They have filed intervener applications in the Sindh High Court
The heirs of the victims of the Baldia Factory Fire have filed an application in the Sindh High Court seeking punishment for the factory owners and government officials for their negligence in the case.
They have filed intervener applications on the appeals filed by Muhammad Zubair alias Chariya and Abdul Rehman alias Bhola in the Baldia factory fire case. The two MQM workers were sentenced to death by a Karachi anti-terrorism court for setting fire to the factory. Eight others were convicted too.
Intervener applications are filed when people want to be included in the case proceedings.
The application has been filed to bring on record that the ATC judge “relying on a new illegal and malafide investigation report” declared the owners of the Ali Enterprises factory innocent and ruled that the fire was a result of a terrorist attack by the MQM.
“The trial was a mistrial since not all the culprits were tried by the ATC and the conviction of the accused persons was based on a mistrial,” according to the application.
The applicants are seeking a retrial of the “real culprits”, including the owners of the factory and negligent government officials. “The applicant interveners are a necessary and proper party and their presence and assistance will help the court.”
After the fire in 2012, an FIR no 343 of 2012 was registered by the State against the owners and management of the Ali Enterprises Factory and various government officials. In the FIR, the following were identified as causes of the deaths:
The case proceedings took a different turn after an “interrogation report” was made public in 2015 and a new investigation team was formed. The team “promptly and shockingly declared the owners innocent” and charges were framed against the MQM leaders for causing a fire by throwing a chemical substance. “The presence of this chemical substance was remarkably discovered by a lab test, conducted three years after the fire and the extortion was allegedly proven by the payments made by the factory owners to members of the MQM, not before but after the fire,” said the application.
The applicants said that they are fighting for justice for the “264 deceased persons who lost their lives in the fire at Ali Enterprise Factory and 60 persons who were injured.”
The applicants include Husna Khatoon, the wife of Muhammad Waseem who died in the fire, Saeeda Khatoon, the wife of deceased factory worker Ilyas Ali, Muhammad Ishaque, Abdul Aziz Khan, and Muhammad Jameel Ahmed whose fathers died in the fire and Muhammad Hanif who was injured in the fire.

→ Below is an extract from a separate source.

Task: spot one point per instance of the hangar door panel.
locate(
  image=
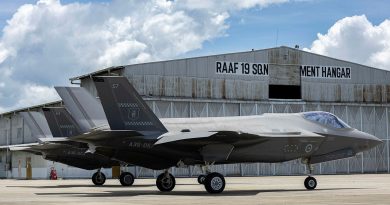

Two-hundred-and-sixty-fours workers were burnt alive in a factory in Karachi’s Baldia Town on September 11, 2012. The factory, Ali Enterprises, is located on Hub River Road and belongs to Abdul Aziz Bhaila and his two sons, Rashid Aziz and Shahid Aziz. German discount clothing retailer KiK (Kunde ist König, which in English translates into ‘Customer is King’) was the factory’s main customer.
Nine people affiliated with the MQM, including Rauf Siddiqui, Rehman Bhola, a former sector in-charge, and Zubair alias Charya, were charged with setting the garment factory on fire after the factory owners refused to pay them Rs200 million as ‘protection’ money.
Bhola has been convicted of throwing a chemical at the factory and setting it on fire on the instructions of the former chief of the MQM’s Karachi Tanzeemi Committee, Hammad Siddiqui, according to the report of the third JIT formed in the case. The Sindh government has made the report public.
The allegations against the MQM came to light after the 2015 testimony of an MQM worker, Muhammad Rizwan Qureshi alias Pringle. He told investigators that the Baldia factory fire was started after factory owners refused to pay extortion money to party leaders. To investigate these claims, a third JIT was formed comprising members of intelligence agencies and the police.
When the case was first reported, the Bhaila brothers were charged with murder under sections 302 (murder), 435 (mischief by fire or explosives), 436 (mischief by fire or explosives with the intention to destroy a house), 337 (causing hurt), 322 (unintentional death) and 34 (common intent) of the Pakistan Penal Code and the government officials charged with criminal negligence. They were arrested and sent to jail.
After Qureshi’s testimony, however, the trial took a new turn and the murder charges were dropped against the owners. The brothers were granted bail in February 2013 and eventually fled to Dubai and have been living there since. They recorded their statements in the case via video link.